Saturday, October 29, 2011

Blue jay feast

The blue jays are often the first ones at the feeders these days. Most particularly they fancy the easy to get seeds on the rail and I see four to six of them lined up storing seeds in their gullet and flying off to hide them somewhere.

I believe they are from a family of blue jays that nested in the blue spruce that is highlighted by the early morning sun behind the feeder. It hangs over the drive shed and is the nursery for many young families of birds - finches - gold, purple and house, chickadees and hummingbirds most particularly. But the jays have been living there too - though not recently.
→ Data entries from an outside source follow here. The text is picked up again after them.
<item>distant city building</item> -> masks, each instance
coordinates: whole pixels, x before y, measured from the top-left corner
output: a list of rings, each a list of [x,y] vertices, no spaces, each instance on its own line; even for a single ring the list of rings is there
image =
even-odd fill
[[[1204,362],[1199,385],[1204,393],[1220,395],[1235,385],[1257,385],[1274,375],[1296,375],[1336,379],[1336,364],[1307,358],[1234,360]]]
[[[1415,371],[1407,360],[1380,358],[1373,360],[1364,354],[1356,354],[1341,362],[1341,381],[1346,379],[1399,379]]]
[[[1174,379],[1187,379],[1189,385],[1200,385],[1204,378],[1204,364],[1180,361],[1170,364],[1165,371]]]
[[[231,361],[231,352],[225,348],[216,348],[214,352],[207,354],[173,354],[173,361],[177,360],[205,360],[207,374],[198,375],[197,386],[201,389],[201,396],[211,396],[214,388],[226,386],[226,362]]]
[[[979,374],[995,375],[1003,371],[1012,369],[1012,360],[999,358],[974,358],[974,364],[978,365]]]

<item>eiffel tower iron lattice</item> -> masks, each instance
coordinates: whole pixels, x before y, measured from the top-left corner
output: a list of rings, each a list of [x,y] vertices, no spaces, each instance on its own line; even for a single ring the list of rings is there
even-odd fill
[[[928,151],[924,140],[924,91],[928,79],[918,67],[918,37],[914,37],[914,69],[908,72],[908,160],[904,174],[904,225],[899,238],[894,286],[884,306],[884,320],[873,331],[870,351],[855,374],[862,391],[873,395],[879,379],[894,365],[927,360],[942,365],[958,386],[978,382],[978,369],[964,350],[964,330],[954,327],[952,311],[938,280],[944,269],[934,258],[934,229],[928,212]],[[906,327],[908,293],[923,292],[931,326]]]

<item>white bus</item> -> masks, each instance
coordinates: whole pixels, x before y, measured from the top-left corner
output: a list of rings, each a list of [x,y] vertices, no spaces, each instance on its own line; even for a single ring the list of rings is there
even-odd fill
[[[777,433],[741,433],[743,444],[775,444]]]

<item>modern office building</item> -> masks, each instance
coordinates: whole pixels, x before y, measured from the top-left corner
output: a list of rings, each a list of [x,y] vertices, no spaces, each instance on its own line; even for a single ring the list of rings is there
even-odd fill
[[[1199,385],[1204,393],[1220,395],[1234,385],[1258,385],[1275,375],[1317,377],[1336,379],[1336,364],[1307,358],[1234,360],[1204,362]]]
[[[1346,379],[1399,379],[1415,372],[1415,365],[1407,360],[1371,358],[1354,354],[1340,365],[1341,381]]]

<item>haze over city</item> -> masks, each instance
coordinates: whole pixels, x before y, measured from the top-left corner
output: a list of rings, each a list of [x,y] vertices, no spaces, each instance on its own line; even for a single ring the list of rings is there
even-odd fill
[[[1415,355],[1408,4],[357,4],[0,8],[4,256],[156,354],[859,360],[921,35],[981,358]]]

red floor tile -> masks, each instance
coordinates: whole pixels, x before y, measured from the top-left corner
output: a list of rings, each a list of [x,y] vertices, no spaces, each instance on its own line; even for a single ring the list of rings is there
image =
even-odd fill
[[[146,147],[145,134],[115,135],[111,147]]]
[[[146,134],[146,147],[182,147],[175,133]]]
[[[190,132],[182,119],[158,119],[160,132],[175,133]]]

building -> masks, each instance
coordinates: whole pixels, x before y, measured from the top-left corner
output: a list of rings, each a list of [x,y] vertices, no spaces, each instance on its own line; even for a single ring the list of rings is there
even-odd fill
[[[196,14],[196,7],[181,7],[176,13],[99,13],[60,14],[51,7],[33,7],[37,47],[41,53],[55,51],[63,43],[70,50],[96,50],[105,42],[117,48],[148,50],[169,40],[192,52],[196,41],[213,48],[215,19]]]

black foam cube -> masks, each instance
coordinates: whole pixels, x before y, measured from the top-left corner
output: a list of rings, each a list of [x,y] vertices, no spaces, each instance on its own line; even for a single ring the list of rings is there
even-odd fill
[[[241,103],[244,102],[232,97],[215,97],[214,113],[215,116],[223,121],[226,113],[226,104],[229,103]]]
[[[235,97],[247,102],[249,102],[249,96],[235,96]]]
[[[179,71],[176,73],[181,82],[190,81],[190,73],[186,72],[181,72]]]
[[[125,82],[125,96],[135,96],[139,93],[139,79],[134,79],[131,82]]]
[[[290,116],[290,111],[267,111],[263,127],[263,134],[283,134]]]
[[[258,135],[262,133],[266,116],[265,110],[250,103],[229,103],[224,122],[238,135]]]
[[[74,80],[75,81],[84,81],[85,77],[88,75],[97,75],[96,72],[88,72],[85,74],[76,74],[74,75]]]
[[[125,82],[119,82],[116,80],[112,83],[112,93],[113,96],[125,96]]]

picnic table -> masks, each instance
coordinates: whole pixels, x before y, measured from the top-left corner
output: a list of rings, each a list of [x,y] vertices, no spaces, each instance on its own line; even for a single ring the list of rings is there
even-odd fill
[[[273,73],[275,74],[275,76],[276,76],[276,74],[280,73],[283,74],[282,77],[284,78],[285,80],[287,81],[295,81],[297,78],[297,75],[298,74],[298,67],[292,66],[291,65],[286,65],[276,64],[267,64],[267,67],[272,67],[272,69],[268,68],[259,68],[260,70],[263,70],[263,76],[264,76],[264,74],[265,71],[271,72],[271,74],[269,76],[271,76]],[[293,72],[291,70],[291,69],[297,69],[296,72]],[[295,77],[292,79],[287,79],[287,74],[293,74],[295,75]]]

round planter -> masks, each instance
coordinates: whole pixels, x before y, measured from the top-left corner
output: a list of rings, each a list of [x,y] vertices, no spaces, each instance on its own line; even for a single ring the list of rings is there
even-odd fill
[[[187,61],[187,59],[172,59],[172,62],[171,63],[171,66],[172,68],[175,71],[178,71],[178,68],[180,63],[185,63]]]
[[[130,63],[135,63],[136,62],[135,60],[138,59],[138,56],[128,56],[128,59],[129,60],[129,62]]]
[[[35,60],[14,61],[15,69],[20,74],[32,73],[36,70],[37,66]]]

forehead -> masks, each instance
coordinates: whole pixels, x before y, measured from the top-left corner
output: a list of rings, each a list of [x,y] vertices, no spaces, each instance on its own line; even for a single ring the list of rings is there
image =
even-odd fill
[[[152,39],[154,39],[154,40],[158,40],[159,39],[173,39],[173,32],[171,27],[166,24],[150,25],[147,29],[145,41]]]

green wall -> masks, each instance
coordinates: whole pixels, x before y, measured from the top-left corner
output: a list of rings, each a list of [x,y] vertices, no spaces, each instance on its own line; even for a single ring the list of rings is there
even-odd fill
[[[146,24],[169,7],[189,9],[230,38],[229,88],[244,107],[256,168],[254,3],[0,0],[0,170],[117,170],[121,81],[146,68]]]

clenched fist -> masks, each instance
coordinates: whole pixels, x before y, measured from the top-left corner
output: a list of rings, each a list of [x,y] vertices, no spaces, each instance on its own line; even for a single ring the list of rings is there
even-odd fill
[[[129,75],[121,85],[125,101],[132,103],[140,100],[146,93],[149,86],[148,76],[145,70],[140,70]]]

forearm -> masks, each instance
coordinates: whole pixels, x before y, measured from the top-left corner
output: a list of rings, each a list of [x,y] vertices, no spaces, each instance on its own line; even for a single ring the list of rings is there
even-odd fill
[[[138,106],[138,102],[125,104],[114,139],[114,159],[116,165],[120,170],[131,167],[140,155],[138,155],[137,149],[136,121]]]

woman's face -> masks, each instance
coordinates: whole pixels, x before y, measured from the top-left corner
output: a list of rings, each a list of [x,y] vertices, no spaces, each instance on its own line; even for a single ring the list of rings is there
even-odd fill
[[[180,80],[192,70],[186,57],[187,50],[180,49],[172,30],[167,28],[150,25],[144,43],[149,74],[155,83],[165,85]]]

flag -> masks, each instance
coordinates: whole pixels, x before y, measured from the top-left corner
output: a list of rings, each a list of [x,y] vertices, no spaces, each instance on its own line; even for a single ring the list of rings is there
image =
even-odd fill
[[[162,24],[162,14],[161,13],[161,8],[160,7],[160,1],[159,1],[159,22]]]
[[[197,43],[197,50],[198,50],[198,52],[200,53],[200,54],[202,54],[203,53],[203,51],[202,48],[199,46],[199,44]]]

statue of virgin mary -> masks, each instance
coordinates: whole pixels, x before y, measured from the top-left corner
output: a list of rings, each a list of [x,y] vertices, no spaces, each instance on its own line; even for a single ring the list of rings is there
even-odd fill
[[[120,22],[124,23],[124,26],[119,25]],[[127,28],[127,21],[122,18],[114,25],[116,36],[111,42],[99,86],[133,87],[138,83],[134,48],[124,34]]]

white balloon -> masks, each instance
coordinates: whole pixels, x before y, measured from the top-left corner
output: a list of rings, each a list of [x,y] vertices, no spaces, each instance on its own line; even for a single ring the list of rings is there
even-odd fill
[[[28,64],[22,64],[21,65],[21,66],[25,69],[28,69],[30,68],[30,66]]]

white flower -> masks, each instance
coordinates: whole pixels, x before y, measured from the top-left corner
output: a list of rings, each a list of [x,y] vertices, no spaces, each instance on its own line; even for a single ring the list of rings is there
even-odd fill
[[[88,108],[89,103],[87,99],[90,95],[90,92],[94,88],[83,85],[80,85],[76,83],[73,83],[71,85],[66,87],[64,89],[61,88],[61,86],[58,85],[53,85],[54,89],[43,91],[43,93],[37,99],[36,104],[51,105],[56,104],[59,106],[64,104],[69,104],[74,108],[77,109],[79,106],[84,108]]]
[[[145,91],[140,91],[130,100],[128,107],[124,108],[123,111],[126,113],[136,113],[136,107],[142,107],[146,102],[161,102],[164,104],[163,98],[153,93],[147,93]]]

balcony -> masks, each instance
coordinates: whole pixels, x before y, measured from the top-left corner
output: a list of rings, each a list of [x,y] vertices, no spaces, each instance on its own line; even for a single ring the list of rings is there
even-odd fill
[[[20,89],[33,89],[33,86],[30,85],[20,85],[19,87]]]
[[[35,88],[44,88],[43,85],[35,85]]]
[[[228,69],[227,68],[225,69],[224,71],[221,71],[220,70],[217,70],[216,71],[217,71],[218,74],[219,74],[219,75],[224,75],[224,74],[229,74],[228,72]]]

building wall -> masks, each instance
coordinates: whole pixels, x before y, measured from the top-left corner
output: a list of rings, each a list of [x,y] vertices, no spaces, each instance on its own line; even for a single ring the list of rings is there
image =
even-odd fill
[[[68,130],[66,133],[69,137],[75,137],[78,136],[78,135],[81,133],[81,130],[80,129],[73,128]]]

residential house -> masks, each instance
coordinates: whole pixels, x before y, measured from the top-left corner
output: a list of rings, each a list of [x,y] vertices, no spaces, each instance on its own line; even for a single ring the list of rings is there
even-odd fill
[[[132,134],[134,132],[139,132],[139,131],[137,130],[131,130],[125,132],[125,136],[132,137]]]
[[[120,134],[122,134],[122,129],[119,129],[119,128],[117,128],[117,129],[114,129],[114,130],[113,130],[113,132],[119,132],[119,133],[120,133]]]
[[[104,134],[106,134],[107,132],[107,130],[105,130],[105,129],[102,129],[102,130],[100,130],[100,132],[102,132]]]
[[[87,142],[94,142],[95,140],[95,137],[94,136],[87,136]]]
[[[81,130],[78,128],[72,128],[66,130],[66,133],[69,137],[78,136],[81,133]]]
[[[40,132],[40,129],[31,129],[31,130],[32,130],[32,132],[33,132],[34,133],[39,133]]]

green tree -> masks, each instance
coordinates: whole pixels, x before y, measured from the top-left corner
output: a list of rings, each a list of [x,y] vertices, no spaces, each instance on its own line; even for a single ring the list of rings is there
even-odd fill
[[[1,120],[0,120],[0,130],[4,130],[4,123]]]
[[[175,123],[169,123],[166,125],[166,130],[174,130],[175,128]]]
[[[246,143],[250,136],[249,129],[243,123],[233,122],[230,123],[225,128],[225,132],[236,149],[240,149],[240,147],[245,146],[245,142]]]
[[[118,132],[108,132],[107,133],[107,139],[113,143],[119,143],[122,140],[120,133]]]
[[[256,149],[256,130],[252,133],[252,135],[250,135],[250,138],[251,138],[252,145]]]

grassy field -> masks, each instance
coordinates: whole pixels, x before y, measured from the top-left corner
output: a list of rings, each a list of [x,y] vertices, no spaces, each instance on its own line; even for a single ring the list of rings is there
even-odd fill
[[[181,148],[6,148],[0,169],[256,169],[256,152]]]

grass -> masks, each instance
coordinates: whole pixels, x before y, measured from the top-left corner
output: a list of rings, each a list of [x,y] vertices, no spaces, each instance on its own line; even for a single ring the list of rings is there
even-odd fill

Until about two weeks ago the youngest jays were still fluttering their wings and mewing at the adults to feed them. Comical to see those big fat babies badgering their bedraggled and much thinner parents, begging as if they are starving. Parents often start giving them short shrift as they get bigger and fatter, insisting that they learn to take care of themselves. But there is often one, that won't leave the nest. Sort of like some human youngsters we all hear about, don't you think?

The natural world does include us with all our foibles. It's fun to compare and I often chuckle about how easy it is to forget we are Nature's creature's too.

Enjoy this beautiful day as we run up to Hallowe'en - one of the several pagan festivals that has been adopted by other religions and transformed to meet their codes. Will you be celebrating Hallowe'en this year? The blue jays will certainly be looking for treats - but then every day is a day to look for treats for them.


  1. Great post on the bluejays. They are piggies and seem to enjoy th peanuts I put out. Since my son is older now we do not do anything special for Halloween.

  2. You can really focus on Blue Jays in the fall because there are so many fewer birds in the overall mix. Such beautiful birds, so bold, and not afraid to make their presence known! Way too early for bird feeders here as the black bears are still gorging for the long winter sleep. Nice post!

  3. Thank you both Bill and Eileen - Hallowe'en is celebrated in the towns by the kids and I keep my black cat inside every year now.

    The birds seem to think it's going to be a snowy winter here - they are storing up fat and food. And in cottage country where the bears are prevalent, no feeders are ever out except on the islands in summer. Lovely to learn about what others do across this huge continent. Thanks for dropping by.